Discussion in 'Maintenance, Tinkering & Embellishment' started by aesmith, Jun 13, 2018.

  1. aesmith


    Jan 19, 2015
    I want to have a try with diamond paste stropping. I see you can get all sorts of different grits, so for example what would be the grade to use after either Spyderco Fine ceramic or King 6000 waterstone? I'm not going to make a full set of strops at this stage so will only go for a couple of grades to start with.

    Thanks, Tony S
  2. 115Italian


    Nov 13, 2015
    I use 1 micron on smooth leather backed with wood.
  3. Mo2


    Apr 8, 2016
    Between 4 and 1 micron.

    Here's Michael Christy using 4 micron Jendi ind diamonds (think he's using sprays) then he follows up with some Ken Schwartz sprays.

  4. M-S-T

    M-S-T KnifeMaker / Craftsman / Service Provider Knifemaker / Craftsman / Service Provider

    Sep 20, 2016
    4, 2 and 1 micron will cover most of the possible scenarios.
  5. shinbone


    Dec 13, 2005
    DMT sells 6, 3, and 1 micron diamond pastes in 2 gram syringes bundled together in a kit. That makes it easy to get started with diamond pastes without buying large quantities.
  6. aesmith


    Jan 19, 2015
    Great thanks. What are people's thoughts on using planed softwood as a substrate? I have plenty of softwood so could quickly make any number of these.
  7. dalefuller

    dalefuller Gold Member Gold Member

    Feb 2, 2005
    I use 2 micron paste on balsa wood after using the UF Spyderco rods. Then green CrO2, then bare hard leather.

    Got the paste from Wicked Edge and the green is a strop block from Knives Plus.
  8. Generally agree with previous posts, in that a good starting range is somewhere around ~ 3µ and finer.

    I've liked DMT's 3µ in particular; it brings up a FAST polish on a wood strop following DMT's EF or EEF hones (9µ & 3µ). I have DMT's 6µ paste as well, but haven't felt much need to use it for stropping. For coarser finishes, I've preferred finishing on the hones themselves, which leave more aggressive 'tooth' for the rated grit. Any stropping done after that is usually done just on bare strops of leather, denim or paper, in my preferred uses.

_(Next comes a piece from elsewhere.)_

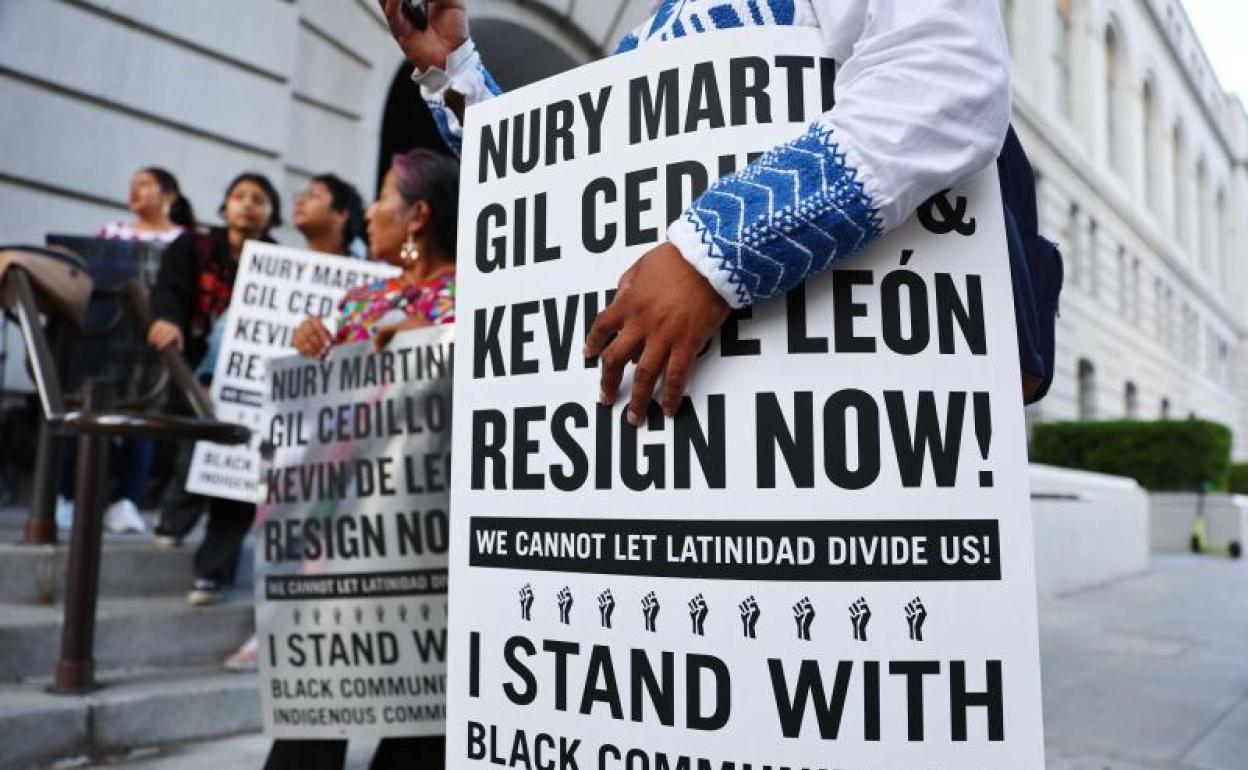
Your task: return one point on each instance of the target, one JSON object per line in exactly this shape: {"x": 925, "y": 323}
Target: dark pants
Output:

    About using wood, I think that's the best way to use such compounds. The compound works a lot more aggressively than on something like leather; that means polishing is much faster, and the firmness of the wood substrate keeps edge-rounding to a minimum. If the wood is a bit firmer than balsa, the strop can be used with a bit more pressure as well. I've not liked using balsa so much anymore, because it's soft enough that it can compress and deform under moderate pressure from the blade's edge. I started using basswood in lieu of balsa, as it's firmer and still tight-grained and smooth, and I was able to find it from the same sources as with balsa (at hobby/craft stores) and it's also cut in sizes convenient to making strops. Very easy & convenient means to put one together.
  9. aesmith


    Jan 19, 2015
    Thanks again. I was also thinking with these more expensive compounds you don't want it to soak too far into the strop.
  10. LVE


    Mar 31, 2018
    I have never stropped very much and the one thing I don't ever see anyone ever talk about or mention is how to determine what micron size to use after sharpening.

    For example if I stop sharpening with an 8000 grit sharpening stone should I choose a diamond paste that is rated at the same grit as the stone or should I start with something coarser and end with a diamond paste that is the same grit as the stone I was using or should I finishing stropping at a finer grit then the grit of the stone that was used.
  11. BellaBlades

    BellaBlades Gold Member Gold Member

    Jul 12, 2013
    Generally I use .5 micron on smooth leather after the final 1200 grit.

    The .5 micron is just aggressive enough to bring back that razor edge every time it begins to dull.
  12. DeadboxHero

    DeadboxHero Triple B Handmade Knives, Big Brown Bear

    Mar 22, 2014
    Just 1 micron, Don't need anything else
  13. shinbone


    Dec 13, 2005
    I use my diamond paste on basswood bought on Amazon. Each one needed to be “lapped” on 220 grit sandpaper before adding the diamond paste.